On 2018-01-16 19:13:31 +0000 (+0000), Brett Cannon wrote:
> On Tue, 16 Jan 2018 at 11:00 Chris Withers <ch...@withers.org> wrote:
[...]
> > I generally use pip install -e . in a checkout to set up a development
> > environment but beyond this I think things branch out a lot:
> >
> > How do you do axis development? (often python version, but can be a
> > major version of a dependency such as django, or operating system, or
> > for the lucky masochists out there: a dot product of each of those...)
> >
> > For me, I use travis-ci coupled with a few local virtualenvs for canary
> > versions. Some people like tox here, I never got on with it.
> >
> 
> This is part of what I would want us to come to a consensus on. For
> example, do people just create a venv per Python version they want to
> test/support, do they use pew or some other tool I don't know about? For VS
> Code we need to know how to detect what Python interpreters you might want
> to use with your workspace/folder so we know what interpreters to present
> to you to select from (and you *have *to select one for when you do things
> like want to execute a file or run tests).
[...]

At least with tox you get this more or less automagically (I know
plenty of people aren't tox fans, but it still merits pointing out).

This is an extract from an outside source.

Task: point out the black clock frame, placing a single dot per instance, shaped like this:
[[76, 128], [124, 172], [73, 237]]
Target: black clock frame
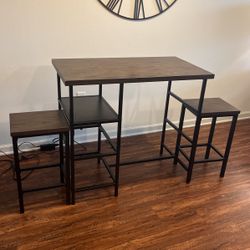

For those unfamiliar, it has implicit environments defined for minor
(in the SemVer sense) Python versions so your project can define a
list of which versions it's intended to support and then anyone
running it by default gets tests executed under each of those for
which they have a viable interpreter on their path. My local dev
environment includes from-source builds of the latest point release
for each minor Python version my projects intend to support plus the
most recent alpha/beta/rc for the next unreleased Python 3.x, though
I'll admit that keeping up with the various build-deps and
compile-time optimizations for each of them is mildly time-consuming
(as is bootstrapping a new dev environment when the need arises).